Giovanni c’era anche sessantanove anni fa, ne aveva quindici, e ricorda tutto come se fosse ieri. «Il mattino del 25 luglio arrivò la notizia dell’arresto di Mussolini – racconta – e subito i fratelli Cervi pensarono di organizzare una grande manifestazione per festeggiare. Ma il fascismo non lo permetteva, la gente da circa vent’anni non esprimeva più il suo parere e la sua volontà ». Bigi snocciola i ricordi come se li leggesse in un libro impresso nella memoria: «Allora i Cervi pensarono di preparare tanta pasta e di portarla in piazza, così tutti quelli che avevano fame, ed erano molti all’epoca, sarebbero andati e sarebbe stata una maniera per manifestare. Per farlo però – prosegue Giovanni – bisognava chiedere il permesso al consiglio che disse di sì, tranne il segretario, fascista, che obiettò che si doveva fare un’assemblea perché il burro e il formaggio con cui condire la pasta era di tutti i soci. Questo avrebbe significato aspettare tanti giorni. Anche per cucinare la pasta nel caseificio si doveva chiedere l’autorizzazione, Gelindo, il maggiore dei fratelli, disse che ci avrebbe pensato lui». 

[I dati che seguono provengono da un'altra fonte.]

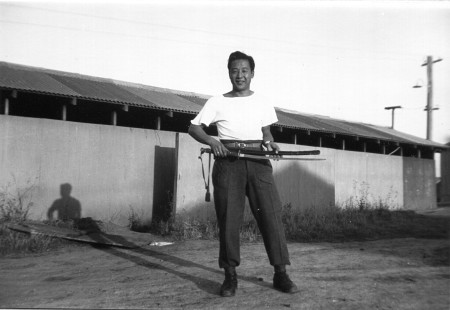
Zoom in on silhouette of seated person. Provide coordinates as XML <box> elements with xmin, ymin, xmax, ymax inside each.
<box><xmin>47</xmin><ymin>183</ymin><xmax>81</xmax><ymax>221</ymax></box>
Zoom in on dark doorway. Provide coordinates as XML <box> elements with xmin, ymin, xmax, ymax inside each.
<box><xmin>152</xmin><ymin>146</ymin><xmax>176</xmax><ymax>222</ymax></box>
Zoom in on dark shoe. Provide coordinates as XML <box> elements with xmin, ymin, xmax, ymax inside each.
<box><xmin>273</xmin><ymin>271</ymin><xmax>298</xmax><ymax>293</ymax></box>
<box><xmin>220</xmin><ymin>269</ymin><xmax>238</xmax><ymax>297</ymax></box>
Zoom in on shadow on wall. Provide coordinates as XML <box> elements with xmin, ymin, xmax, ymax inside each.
<box><xmin>174</xmin><ymin>158</ymin><xmax>335</xmax><ymax>220</ymax></box>
<box><xmin>273</xmin><ymin>160</ymin><xmax>334</xmax><ymax>211</ymax></box>
<box><xmin>47</xmin><ymin>183</ymin><xmax>82</xmax><ymax>220</ymax></box>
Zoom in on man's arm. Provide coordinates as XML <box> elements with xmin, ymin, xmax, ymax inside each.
<box><xmin>262</xmin><ymin>125</ymin><xmax>280</xmax><ymax>153</ymax></box>
<box><xmin>188</xmin><ymin>124</ymin><xmax>229</xmax><ymax>157</ymax></box>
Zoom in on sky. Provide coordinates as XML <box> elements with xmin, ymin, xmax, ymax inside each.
<box><xmin>1</xmin><ymin>0</ymin><xmax>449</xmax><ymax>145</ymax></box>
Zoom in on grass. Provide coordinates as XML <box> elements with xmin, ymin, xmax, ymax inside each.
<box><xmin>281</xmin><ymin>203</ymin><xmax>450</xmax><ymax>242</ymax></box>
<box><xmin>1</xmin><ymin>179</ymin><xmax>449</xmax><ymax>256</ymax></box>
<box><xmin>147</xmin><ymin>203</ymin><xmax>450</xmax><ymax>243</ymax></box>
<box><xmin>0</xmin><ymin>181</ymin><xmax>68</xmax><ymax>256</ymax></box>
<box><xmin>0</xmin><ymin>224</ymin><xmax>66</xmax><ymax>256</ymax></box>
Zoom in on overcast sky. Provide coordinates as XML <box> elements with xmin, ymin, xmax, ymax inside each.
<box><xmin>1</xmin><ymin>0</ymin><xmax>449</xmax><ymax>144</ymax></box>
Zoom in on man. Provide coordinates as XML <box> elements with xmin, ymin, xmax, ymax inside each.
<box><xmin>188</xmin><ymin>51</ymin><xmax>298</xmax><ymax>297</ymax></box>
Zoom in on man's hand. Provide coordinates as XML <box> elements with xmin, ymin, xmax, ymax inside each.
<box><xmin>209</xmin><ymin>139</ymin><xmax>229</xmax><ymax>157</ymax></box>
<box><xmin>267</xmin><ymin>141</ymin><xmax>280</xmax><ymax>153</ymax></box>
<box><xmin>262</xmin><ymin>141</ymin><xmax>281</xmax><ymax>160</ymax></box>
<box><xmin>188</xmin><ymin>124</ymin><xmax>229</xmax><ymax>157</ymax></box>
<box><xmin>261</xmin><ymin>125</ymin><xmax>280</xmax><ymax>155</ymax></box>
<box><xmin>263</xmin><ymin>141</ymin><xmax>280</xmax><ymax>153</ymax></box>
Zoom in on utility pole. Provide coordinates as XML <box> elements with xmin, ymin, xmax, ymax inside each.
<box><xmin>420</xmin><ymin>56</ymin><xmax>442</xmax><ymax>140</ymax></box>
<box><xmin>384</xmin><ymin>106</ymin><xmax>402</xmax><ymax>129</ymax></box>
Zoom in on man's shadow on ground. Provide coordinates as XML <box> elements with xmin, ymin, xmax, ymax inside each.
<box><xmin>46</xmin><ymin>184</ymin><xmax>270</xmax><ymax>295</ymax></box>
<box><xmin>84</xmin><ymin>222</ymin><xmax>271</xmax><ymax>296</ymax></box>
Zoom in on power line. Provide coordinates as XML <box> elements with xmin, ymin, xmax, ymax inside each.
<box><xmin>4</xmin><ymin>3</ymin><xmax>335</xmax><ymax>48</ymax></box>
<box><xmin>1</xmin><ymin>3</ymin><xmax>430</xmax><ymax>61</ymax></box>
<box><xmin>0</xmin><ymin>19</ymin><xmax>237</xmax><ymax>50</ymax></box>
<box><xmin>0</xmin><ymin>18</ymin><xmax>427</xmax><ymax>65</ymax></box>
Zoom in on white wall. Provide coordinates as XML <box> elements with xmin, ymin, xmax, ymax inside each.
<box><xmin>0</xmin><ymin>115</ymin><xmax>176</xmax><ymax>225</ymax></box>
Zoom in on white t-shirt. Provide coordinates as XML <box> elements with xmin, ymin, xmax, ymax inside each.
<box><xmin>191</xmin><ymin>93</ymin><xmax>278</xmax><ymax>140</ymax></box>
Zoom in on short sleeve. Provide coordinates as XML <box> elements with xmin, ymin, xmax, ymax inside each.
<box><xmin>260</xmin><ymin>99</ymin><xmax>278</xmax><ymax>127</ymax></box>
<box><xmin>190</xmin><ymin>97</ymin><xmax>218</xmax><ymax>127</ymax></box>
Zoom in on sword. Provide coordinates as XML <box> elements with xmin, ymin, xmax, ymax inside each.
<box><xmin>200</xmin><ymin>148</ymin><xmax>325</xmax><ymax>161</ymax></box>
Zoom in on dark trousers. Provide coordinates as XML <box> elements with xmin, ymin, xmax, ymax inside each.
<box><xmin>212</xmin><ymin>157</ymin><xmax>290</xmax><ymax>268</ymax></box>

E qui il racconto si mescola alla leggenda. «Prese la bici – continua Giovanni – e andò a parlare con il segretario. Gli chiese: la prepariamo o no questa pasta? O con le buone o con le cattive – avrebbe detto – e mostrò qualcosa di misterioso che aveva in un sacco che convinse il segretario ad accettare». Questo, spiega Giovanni, glielo ha raccontato una signora che lavorava al caseificio, ma non si è mai saputo cosa abbia mostrato Gelindo. «Per preparare i maccheroni servirono due quintali di farina – raccomnta ancora Giovanni -, ci volle tutta la notte del 25 e il giorno successivo. La pasta venne cucinata nel caseificio e Gelindo mi chiese di portarla in piazza con il carretto. A mezzogiorno andai a prendere due bidoni pieni, a distribuirla c’erano quattro signorine che poi diventarono tutte delle staffette partigiane. Venne tanta gente, tutto il paese, e fu l’occasione per buttare giù tutti gli stemmi del fascismo, le teste del duce e cancellare le scritte come credere, obbedire, combattere. Fu una grande manifestazione contro il fascismo e la guerra. Io ero antifascista – aggiunge Giovanni – dopo l’armistizio ho nascosto molti soldati e li ho riaccompagnati in bicicletta nei loro paesi. Campegine è stata sempre antifascista. Abitavo a due chilometri dalla casa dei Cervi, la mattina che si è sparsa la notizia che avevano preso tutti i fratelli ho visto il fumo che si alzava dalla casa che bruciava. C’era un progetto per farli scappare il 31 dicembre, approfittando della confusione di fine anno, ma il 27 fu ucciso il segretario del comune di Bagnolo in Piano e per rappresaglia presero tutti e sette i fratelli (che vennero fucilati dai fascisti il giorno dopo, ndr)». 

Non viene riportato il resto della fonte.